Par conséquent, notre vocabulaire arménien est d'environ 50% de mots alimentaires et lorsque nous avons finalement visité le grand marché GUM, nous avons reconnu une grande partie de ce que nous avons vu. Pendant les mois d'été, je pense que les produits frais joueraient davantage un rôle de premier plan, mais en hiver, il y avait des noix et des fruits confits à profusion aux côtés des bouchers, des marchands de légumes, des étals d'épices et des vendeurs de vêtements et un fabuleux magasin d'occasion & brocante #8221 comme un coin du niveau supérieur où nous avons convenu que nous trouverions le mobilier de notre appartement d'Erevan si nous vivions ici !

Un coin si la halle est consacrée aux énormes pains plats arméniens appelés lavash

À peine étions-nous entrés sur le marché que les vendeurs de fruits secs et de noix ont commencé à nous bombarder d'échantillons et à lancer leur baratin à une vitesse vertigineuse (généralement en russe). C'était un peu intimidant et nous nous promenions en essayant de garder la tête baissée lorsqu'un vendeur enthousiaste a commencé à nous mettre des épices sous le nez et à nous donner des échantillons de ses épine-vinettes. Nous avons poliment convenu qu'ils sentaient bon, mais merci, nous n'en voulons pas, sans se laisser décourager, il nous a emmenés dans son magasin à côté de la halle et a commencé à nous servir des échantillons de vin de grenade et de vodka à l'abricot (nous avons refusé ce dernier car il était 10h30 mais ça sentait bon). Nous avons cédé et acheté un litre de vin de grenade et il a transvasé le grand récipient dans une vieille bouteille de Coca avant de nous échapper!
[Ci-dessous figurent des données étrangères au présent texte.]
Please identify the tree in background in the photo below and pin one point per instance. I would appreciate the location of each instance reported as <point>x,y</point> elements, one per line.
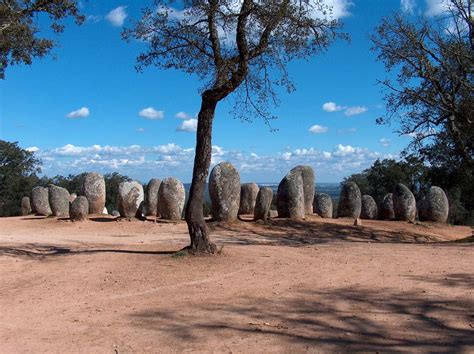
<point>19,39</point>
<point>18,169</point>
<point>432,96</point>
<point>234,46</point>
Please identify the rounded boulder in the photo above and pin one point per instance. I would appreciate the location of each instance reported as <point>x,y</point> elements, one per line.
<point>386,208</point>
<point>307,174</point>
<point>94,190</point>
<point>404,203</point>
<point>25,206</point>
<point>263,204</point>
<point>224,191</point>
<point>369,208</point>
<point>290,196</point>
<point>152,197</point>
<point>130,197</point>
<point>79,209</point>
<point>59,201</point>
<point>322,205</point>
<point>171,195</point>
<point>434,206</point>
<point>248,197</point>
<point>350,201</point>
<point>40,201</point>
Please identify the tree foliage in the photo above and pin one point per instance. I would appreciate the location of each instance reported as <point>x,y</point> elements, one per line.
<point>432,96</point>
<point>20,39</point>
<point>18,169</point>
<point>234,46</point>
<point>458,183</point>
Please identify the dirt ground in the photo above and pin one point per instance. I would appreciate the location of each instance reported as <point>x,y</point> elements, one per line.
<point>316,285</point>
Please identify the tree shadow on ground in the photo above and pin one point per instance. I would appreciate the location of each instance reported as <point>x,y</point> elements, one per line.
<point>42,251</point>
<point>333,319</point>
<point>307,232</point>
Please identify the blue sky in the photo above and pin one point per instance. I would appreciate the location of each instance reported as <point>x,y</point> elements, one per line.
<point>87,109</point>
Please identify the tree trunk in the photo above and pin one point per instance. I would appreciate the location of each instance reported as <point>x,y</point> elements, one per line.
<point>198,231</point>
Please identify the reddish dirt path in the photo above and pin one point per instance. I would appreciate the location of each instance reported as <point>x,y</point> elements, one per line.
<point>306,286</point>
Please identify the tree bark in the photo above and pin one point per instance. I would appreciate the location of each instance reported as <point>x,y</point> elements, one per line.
<point>198,231</point>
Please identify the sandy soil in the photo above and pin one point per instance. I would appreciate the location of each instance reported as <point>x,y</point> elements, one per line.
<point>316,285</point>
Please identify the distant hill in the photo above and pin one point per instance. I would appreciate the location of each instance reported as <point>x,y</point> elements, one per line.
<point>333,189</point>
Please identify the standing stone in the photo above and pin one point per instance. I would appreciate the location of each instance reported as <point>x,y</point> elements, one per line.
<point>171,196</point>
<point>129,198</point>
<point>224,190</point>
<point>404,203</point>
<point>386,208</point>
<point>434,206</point>
<point>263,204</point>
<point>25,206</point>
<point>290,196</point>
<point>369,209</point>
<point>79,209</point>
<point>309,181</point>
<point>59,201</point>
<point>152,197</point>
<point>94,190</point>
<point>322,205</point>
<point>248,197</point>
<point>40,201</point>
<point>350,201</point>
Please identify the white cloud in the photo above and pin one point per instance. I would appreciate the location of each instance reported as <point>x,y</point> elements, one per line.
<point>317,129</point>
<point>436,7</point>
<point>352,111</point>
<point>384,142</point>
<point>332,107</point>
<point>117,16</point>
<point>79,113</point>
<point>188,125</point>
<point>183,115</point>
<point>151,113</point>
<point>407,5</point>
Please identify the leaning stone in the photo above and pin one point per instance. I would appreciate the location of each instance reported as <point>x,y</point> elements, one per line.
<point>59,201</point>
<point>386,208</point>
<point>248,197</point>
<point>40,201</point>
<point>322,205</point>
<point>369,209</point>
<point>404,203</point>
<point>434,206</point>
<point>25,206</point>
<point>290,196</point>
<point>152,197</point>
<point>79,209</point>
<point>129,198</point>
<point>309,182</point>
<point>224,190</point>
<point>350,201</point>
<point>263,203</point>
<point>94,190</point>
<point>171,196</point>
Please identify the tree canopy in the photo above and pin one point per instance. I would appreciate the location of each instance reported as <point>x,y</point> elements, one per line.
<point>432,94</point>
<point>20,39</point>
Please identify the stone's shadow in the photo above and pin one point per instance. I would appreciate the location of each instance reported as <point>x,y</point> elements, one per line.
<point>41,251</point>
<point>342,319</point>
<point>287,232</point>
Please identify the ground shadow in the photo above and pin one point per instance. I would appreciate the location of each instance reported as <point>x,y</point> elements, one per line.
<point>42,251</point>
<point>307,232</point>
<point>344,319</point>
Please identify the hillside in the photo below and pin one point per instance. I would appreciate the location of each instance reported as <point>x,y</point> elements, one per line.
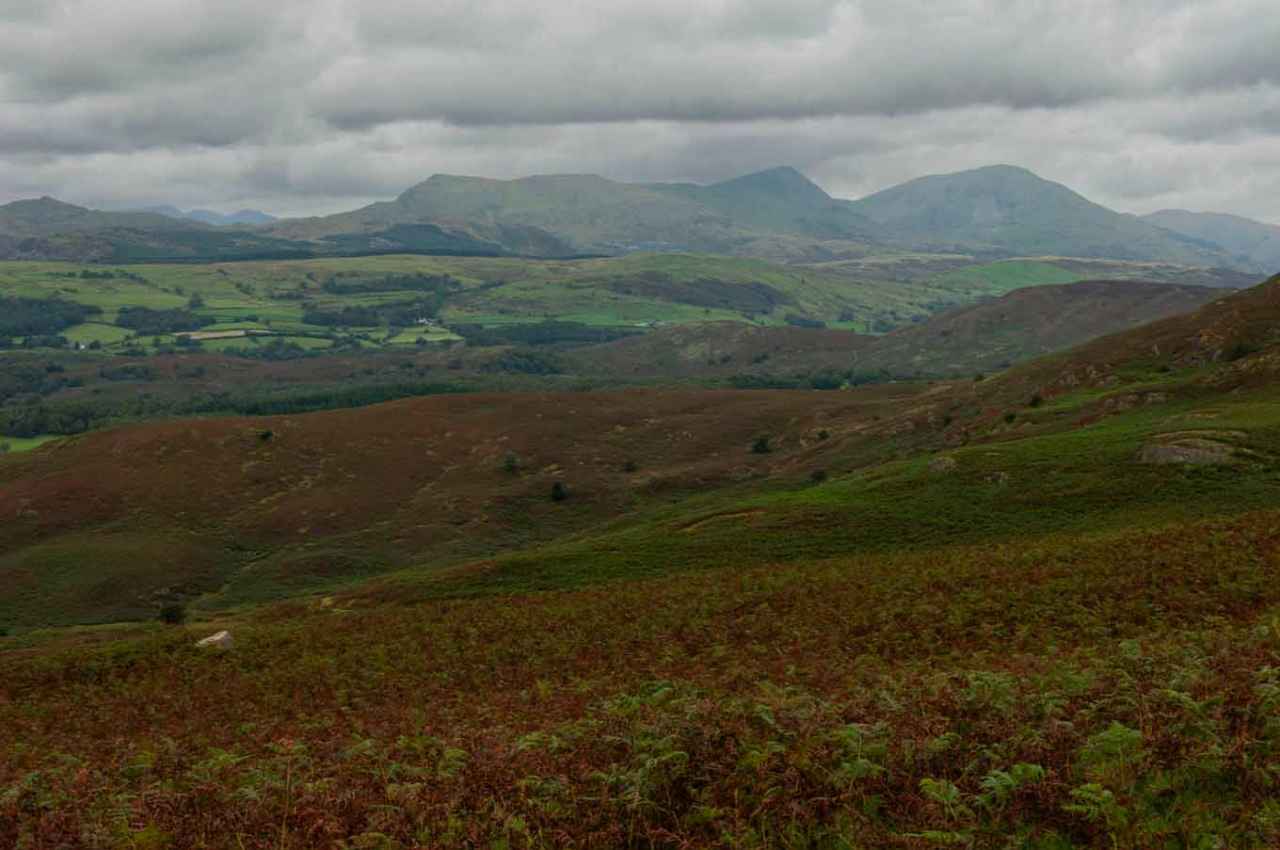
<point>725,350</point>
<point>1011,210</point>
<point>778,214</point>
<point>45,228</point>
<point>1244,240</point>
<point>1239,332</point>
<point>1025,323</point>
<point>588,214</point>
<point>211,216</point>
<point>895,616</point>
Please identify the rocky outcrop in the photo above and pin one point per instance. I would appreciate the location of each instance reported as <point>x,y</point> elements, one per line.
<point>218,640</point>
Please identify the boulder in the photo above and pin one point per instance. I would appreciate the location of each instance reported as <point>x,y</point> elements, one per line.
<point>942,464</point>
<point>218,640</point>
<point>1193,451</point>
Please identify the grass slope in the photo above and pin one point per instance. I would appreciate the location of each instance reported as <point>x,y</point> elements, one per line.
<point>1028,639</point>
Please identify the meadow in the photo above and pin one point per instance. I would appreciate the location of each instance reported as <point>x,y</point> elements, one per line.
<point>272,298</point>
<point>1038,609</point>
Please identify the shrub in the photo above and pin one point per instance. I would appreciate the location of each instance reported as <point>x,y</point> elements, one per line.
<point>173,613</point>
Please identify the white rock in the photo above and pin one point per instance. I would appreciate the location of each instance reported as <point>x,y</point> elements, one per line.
<point>220,640</point>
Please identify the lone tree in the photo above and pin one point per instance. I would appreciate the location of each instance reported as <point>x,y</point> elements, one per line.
<point>173,613</point>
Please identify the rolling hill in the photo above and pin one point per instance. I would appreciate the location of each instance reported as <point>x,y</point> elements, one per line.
<point>1010,210</point>
<point>1025,323</point>
<point>46,228</point>
<point>1244,240</point>
<point>900,616</point>
<point>995,211</point>
<point>211,216</point>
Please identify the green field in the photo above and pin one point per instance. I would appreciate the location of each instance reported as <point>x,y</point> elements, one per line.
<point>630,292</point>
<point>24,443</point>
<point>1041,644</point>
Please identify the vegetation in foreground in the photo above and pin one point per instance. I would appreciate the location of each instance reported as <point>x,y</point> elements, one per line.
<point>1115,691</point>
<point>1010,676</point>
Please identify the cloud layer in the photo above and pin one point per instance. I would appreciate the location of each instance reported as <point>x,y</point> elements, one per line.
<point>312,105</point>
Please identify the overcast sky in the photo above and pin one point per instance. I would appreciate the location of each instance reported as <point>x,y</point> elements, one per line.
<point>305,106</point>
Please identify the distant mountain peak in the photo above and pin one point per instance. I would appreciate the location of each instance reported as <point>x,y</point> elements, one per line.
<point>782,181</point>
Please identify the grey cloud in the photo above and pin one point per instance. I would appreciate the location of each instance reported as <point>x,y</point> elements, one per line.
<point>316,105</point>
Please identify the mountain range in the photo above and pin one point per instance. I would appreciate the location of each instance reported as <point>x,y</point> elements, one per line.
<point>991,211</point>
<point>213,216</point>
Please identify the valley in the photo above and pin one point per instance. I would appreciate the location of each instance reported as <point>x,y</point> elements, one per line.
<point>830,538</point>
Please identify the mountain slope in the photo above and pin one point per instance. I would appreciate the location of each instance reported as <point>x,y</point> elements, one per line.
<point>50,229</point>
<point>563,214</point>
<point>1027,323</point>
<point>780,200</point>
<point>1008,209</point>
<point>211,216</point>
<point>1244,240</point>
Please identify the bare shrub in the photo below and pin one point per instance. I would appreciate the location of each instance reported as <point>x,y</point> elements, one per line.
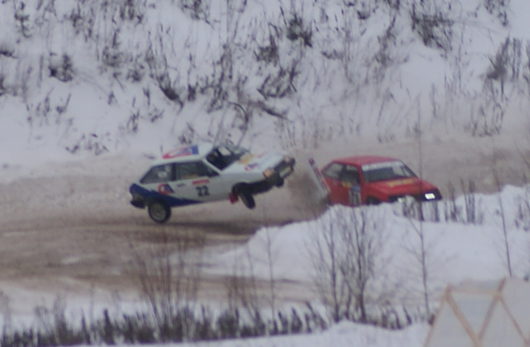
<point>169,280</point>
<point>433,26</point>
<point>522,218</point>
<point>23,20</point>
<point>499,9</point>
<point>196,9</point>
<point>344,260</point>
<point>90,142</point>
<point>61,67</point>
<point>297,30</point>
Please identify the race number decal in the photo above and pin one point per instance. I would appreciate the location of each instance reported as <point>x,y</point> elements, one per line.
<point>202,191</point>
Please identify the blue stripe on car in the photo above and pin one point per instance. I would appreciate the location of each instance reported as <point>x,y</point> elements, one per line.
<point>146,194</point>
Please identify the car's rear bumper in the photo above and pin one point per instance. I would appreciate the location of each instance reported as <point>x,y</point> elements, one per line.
<point>276,179</point>
<point>137,199</point>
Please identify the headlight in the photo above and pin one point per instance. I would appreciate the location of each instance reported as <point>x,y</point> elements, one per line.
<point>268,173</point>
<point>430,196</point>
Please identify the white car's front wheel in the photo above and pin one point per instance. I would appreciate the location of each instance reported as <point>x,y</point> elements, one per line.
<point>159,211</point>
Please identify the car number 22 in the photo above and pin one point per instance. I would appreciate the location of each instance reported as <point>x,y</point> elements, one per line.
<point>202,191</point>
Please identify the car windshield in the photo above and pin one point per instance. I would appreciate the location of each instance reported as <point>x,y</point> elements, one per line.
<point>390,170</point>
<point>223,156</point>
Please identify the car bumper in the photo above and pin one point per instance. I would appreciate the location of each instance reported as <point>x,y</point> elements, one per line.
<point>137,199</point>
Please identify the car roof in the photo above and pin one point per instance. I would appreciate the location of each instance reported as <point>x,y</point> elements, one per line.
<point>186,153</point>
<point>361,160</point>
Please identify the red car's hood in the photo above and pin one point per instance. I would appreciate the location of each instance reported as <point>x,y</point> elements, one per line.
<point>403,186</point>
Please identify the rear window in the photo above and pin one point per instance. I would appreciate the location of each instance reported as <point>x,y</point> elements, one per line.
<point>390,170</point>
Marché GUM d'Erevan (dans le sens des aiguilles d'une montre en partant du haut à gauche) : des étalages ordonnés de salades de fruits secs et de noix et d'herbes se poursuivent, faites comme si vous ne vouliez pas fouiller dans ce lot pour trouver un trésor, il y avait beaucoup de miel produit localement à vendre

Lors de notre dernier après-midi dans la ville, nous avons visité l'une des deux usines de brandy de la ville, la Noy Brandy Company. Initialement créé au 19ème siècle, il a fermé ses portes et est tombé en ruine dans la seconde moitié du 20ème siècle. Il a maintenant été rénové et rouvert avec des caves pleines de vieux tonneaux de vin (bien qu'ils ne produisent que du brandy ici maintenant). Pendant l'ère soviétique, le brandy arménien était prisé dans toute l'URSS et Noy est fier d'être toujours le fournisseur officiel de brandy du Kremlin.


Voir la vidéo: Meeting Prophétique!! - Prophète Emmanuel Ndzoma est en déplacement du côté de Port-Gentil (Juillet 2022).


Commentaires:

  1. Mead

    À mon avis, vous vous trompez. Discutons-en.

  2. Duayne

    Question fascinante

  3. Cycnus

    Post faisant autorité :), informatif ...

  4. Galan

    J'attends la continuation du post ...;)

  5. Cacamwri

    Bien sûr. Tout ce qui précède est vrai.